A woman has recalled how her “gentle giant” husband begged for death after hepatitis C destroyed his health.

Sharon Lowry, from Newtownards, Co Down, said her husband Richard was forced to leave the teaching career he loved as his health deteriorated after he was infected by a contaminated blood product to treat his haemophilia.

Mrs Lowry described her 6ft 7in husband as a proud and quietly spoken gentleman who inspired his pupils as she gave evidence to the Infected Blood Inquiry sitting in Belfast.

Richard Lowry and his two sons in 2007 (Lowry family/PA)

Mr Lowry was a teacher at a grammar school and had become vice principal before he became too ill to work.

Mrs Lowry said he received treatment with blood products in 1969, 1970, 1972 and 1973 for mild haemophilia.

In 1991 he was diagnosed with hepatitis C, and over time his symptoms became more severe.

Mrs Lowry described how in 2009 he received a liver transplant but his condition continued to worsen.

He was in and out of hospitals in both London and Belfast.

By the end of his life, Mrs Lowry said he had become “a skeleton with skin on”.

Sharon Lowry gave evidence to the Infected Blood Inquiry about her husband Richard (Rebecca Black/PA)

“That’s the only way I can describe him,” she told the inquiry.

“He had no flesh. He had no muscle.”

The long spells in hospital and being left so weak that even sitting up in a wheelchair was painful resulted in him losing the will to carry on, Mrs Lowry said.

A few days before he died, he begged her to kill him.

“To say that in words is horrific, it’s not what you expect to hear, he just wanted to die, he had had enough,” she said.

Mrs Lowry said at no stage was she ever offered counselling, and when asking for help to pay for hospital car parks as she spent hours at his bedside, she told the inquiry the response was “he doesn’t have cancer, no, go away”.

Her husband died on November 28 2011 from chronic renal failure with cirrhosis.

“He was such a big man, there was a massive gap, you really do miss him, we still miss him,” she told the inquiry.

“It’s the simplest things, you go and buy a birthday card for someone, all you see is cards for fathers, husbands, even now I hate things like that.

“Seeing couples walking around hand in hand, we used to hold hands all the time.

“Family weddings are hard without him there, I just find it incredibly lonely without him.

“We were robbed of the life together we thought we were going to have.”

Infected Blood inquiry
Messages left in memory of those affected by contaminated blood products at the UK’s Infected Blood inquiry in Belfast (Brian Lawless/PA)

Thousands of patients were infected with HIV and hepatitis C through contaminated blood products in the 1970s and 1980s.

Around 2,400 people died.

Mrs Lowry said she hoped the Government would “accept responsibility and liability for what should never, ever have happened”.

The inquiry later heard from Mark Donnelly, from Co Armagh, who was just eight when his father died at the age of 50 after being infected with HIV through contaminated blood products.
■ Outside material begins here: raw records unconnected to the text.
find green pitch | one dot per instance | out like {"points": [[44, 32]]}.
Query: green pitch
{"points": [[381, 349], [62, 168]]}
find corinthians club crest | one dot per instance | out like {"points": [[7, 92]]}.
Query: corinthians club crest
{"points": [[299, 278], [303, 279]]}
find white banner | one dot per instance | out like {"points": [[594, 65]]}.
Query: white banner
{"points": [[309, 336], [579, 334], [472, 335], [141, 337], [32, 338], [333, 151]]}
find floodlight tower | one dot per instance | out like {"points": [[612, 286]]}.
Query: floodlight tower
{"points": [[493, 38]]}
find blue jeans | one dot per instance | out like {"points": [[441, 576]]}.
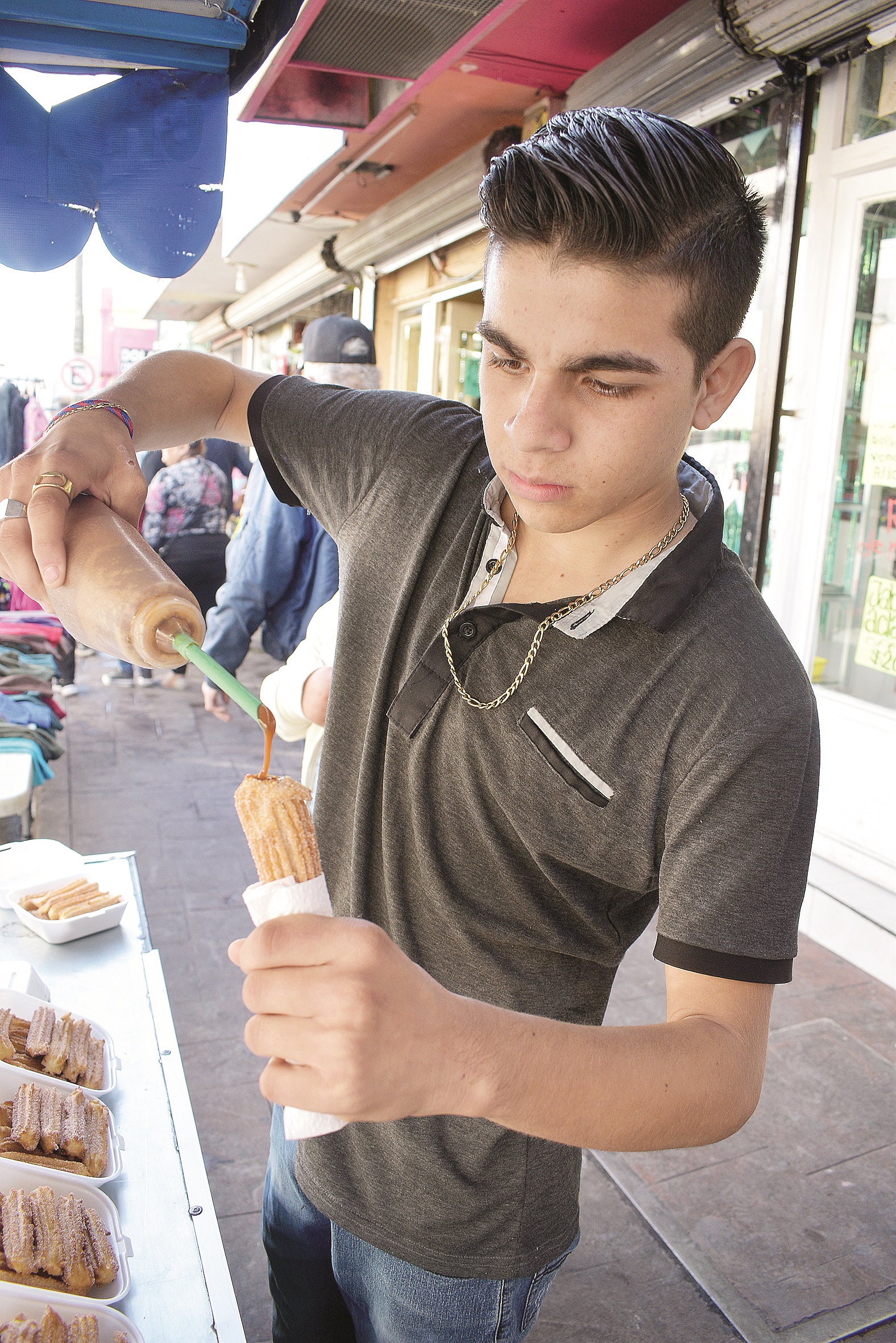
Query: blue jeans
{"points": [[331, 1287]]}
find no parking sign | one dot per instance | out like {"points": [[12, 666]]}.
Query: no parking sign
{"points": [[78, 375]]}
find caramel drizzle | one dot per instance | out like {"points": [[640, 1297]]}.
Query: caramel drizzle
{"points": [[269, 724]]}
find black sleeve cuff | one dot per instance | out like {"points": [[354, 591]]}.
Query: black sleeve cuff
{"points": [[720, 965], [268, 464]]}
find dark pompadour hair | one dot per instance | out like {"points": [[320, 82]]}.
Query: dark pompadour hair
{"points": [[642, 192]]}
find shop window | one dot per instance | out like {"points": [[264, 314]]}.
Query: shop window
{"points": [[856, 649], [460, 350], [409, 351], [871, 96], [751, 135]]}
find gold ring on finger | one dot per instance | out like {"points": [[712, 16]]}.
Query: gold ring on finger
{"points": [[43, 483]]}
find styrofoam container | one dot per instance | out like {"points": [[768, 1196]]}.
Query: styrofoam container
{"points": [[24, 1006], [65, 930], [36, 860], [9, 1088], [32, 1177], [31, 1303]]}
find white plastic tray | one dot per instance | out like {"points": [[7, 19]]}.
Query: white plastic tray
{"points": [[9, 1088], [64, 930], [24, 1006], [32, 1177], [31, 1303], [36, 860]]}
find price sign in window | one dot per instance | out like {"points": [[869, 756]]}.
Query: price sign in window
{"points": [[876, 645]]}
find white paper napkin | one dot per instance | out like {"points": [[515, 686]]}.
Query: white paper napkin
{"points": [[272, 900]]}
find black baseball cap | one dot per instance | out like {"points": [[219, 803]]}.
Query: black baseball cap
{"points": [[338, 340]]}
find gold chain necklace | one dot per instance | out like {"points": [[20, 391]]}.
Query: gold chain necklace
{"points": [[551, 620]]}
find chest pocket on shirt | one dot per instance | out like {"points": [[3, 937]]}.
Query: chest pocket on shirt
{"points": [[565, 761]]}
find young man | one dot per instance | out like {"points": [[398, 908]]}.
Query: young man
{"points": [[612, 724]]}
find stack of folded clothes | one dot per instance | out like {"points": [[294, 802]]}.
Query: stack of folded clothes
{"points": [[32, 648]]}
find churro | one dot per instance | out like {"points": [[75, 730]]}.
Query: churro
{"points": [[77, 1062], [47, 1284], [51, 1108], [46, 1238], [100, 1252], [54, 1163], [93, 1075], [18, 1033], [47, 1233], [18, 1232], [69, 1125], [77, 1272], [73, 1125], [41, 1032], [26, 1118], [69, 902], [58, 1052], [53, 1330], [42, 903], [19, 1331], [279, 828], [96, 1138], [7, 1048], [56, 1045], [84, 1329]]}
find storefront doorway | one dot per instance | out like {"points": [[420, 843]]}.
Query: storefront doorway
{"points": [[839, 539]]}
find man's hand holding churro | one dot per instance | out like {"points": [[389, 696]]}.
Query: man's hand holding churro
{"points": [[375, 1036]]}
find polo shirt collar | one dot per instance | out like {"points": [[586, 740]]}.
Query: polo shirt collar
{"points": [[660, 591]]}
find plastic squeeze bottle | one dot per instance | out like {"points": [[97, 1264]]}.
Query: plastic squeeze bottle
{"points": [[119, 596]]}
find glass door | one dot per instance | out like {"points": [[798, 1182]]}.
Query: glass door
{"points": [[856, 649]]}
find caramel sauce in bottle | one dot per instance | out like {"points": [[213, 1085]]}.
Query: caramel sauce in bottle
{"points": [[119, 596]]}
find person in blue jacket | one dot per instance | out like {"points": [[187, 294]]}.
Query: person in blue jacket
{"points": [[281, 566]]}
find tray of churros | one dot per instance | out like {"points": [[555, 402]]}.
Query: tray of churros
{"points": [[61, 1237], [69, 1133], [58, 1321], [64, 1048], [62, 911]]}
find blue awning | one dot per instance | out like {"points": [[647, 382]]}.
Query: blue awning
{"points": [[142, 157]]}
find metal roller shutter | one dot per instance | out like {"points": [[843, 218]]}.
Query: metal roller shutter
{"points": [[688, 66]]}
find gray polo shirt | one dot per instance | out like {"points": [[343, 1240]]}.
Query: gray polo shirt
{"points": [[661, 754]]}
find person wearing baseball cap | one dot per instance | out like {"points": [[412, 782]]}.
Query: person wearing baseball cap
{"points": [[339, 350]]}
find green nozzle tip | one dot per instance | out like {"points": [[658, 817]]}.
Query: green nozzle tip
{"points": [[188, 649]]}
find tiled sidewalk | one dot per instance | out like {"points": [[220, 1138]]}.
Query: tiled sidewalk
{"points": [[150, 770]]}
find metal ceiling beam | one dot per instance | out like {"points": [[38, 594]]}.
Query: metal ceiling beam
{"points": [[116, 47]]}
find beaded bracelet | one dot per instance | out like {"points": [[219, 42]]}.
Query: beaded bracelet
{"points": [[119, 411]]}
He described how his mother blamed herself for what happened and the guilt drove her to chronic alcoholism.

“My mother blamed herself for infecting my father with HIV from factor 8 that she believed she had administered,” he told the inquiry.

“I can’t help but wonder if the truth was told from the beginning, would my mother have felt as guilty and would she possibly still be alive today.”

Mr Donnelly criticised what he termed the “deliberate scaremongering” in the 1980s by advertising campaigns which he claimed “created an environment of fear and further legitimised the stigma that surrounded HIV and hepatitis C sufferers”.

“The Government and these ad campaigns conveniently avoided telling the truth of what was going on in NHS hospitals with NHS supplies of contaminated blood products,” he said.

“My father, like thousands of others, placed his trust in the NHS doctors to make the best decision for his health and well-being.

“These same pharmaceutical companies collected blood from the cheapest possible sources such as prisons, greatly increasing the chance of having an infected donor.

“In my opinion given all this, someone was certainly to blame for my father’s death, should it be a pharmaceutical CEO who made a decision to buy cheap blood from prisons or perhaps a government minister who looked the other way while infected blood products were dished out on their watch or even maybe a doctor who prescribed blood products knowing the increased dangers and chance of infection.

“I know one thing for certain, although my mother was certainly not to blame, another innocent life taken by guilt, a guilt that belongs to someone else.”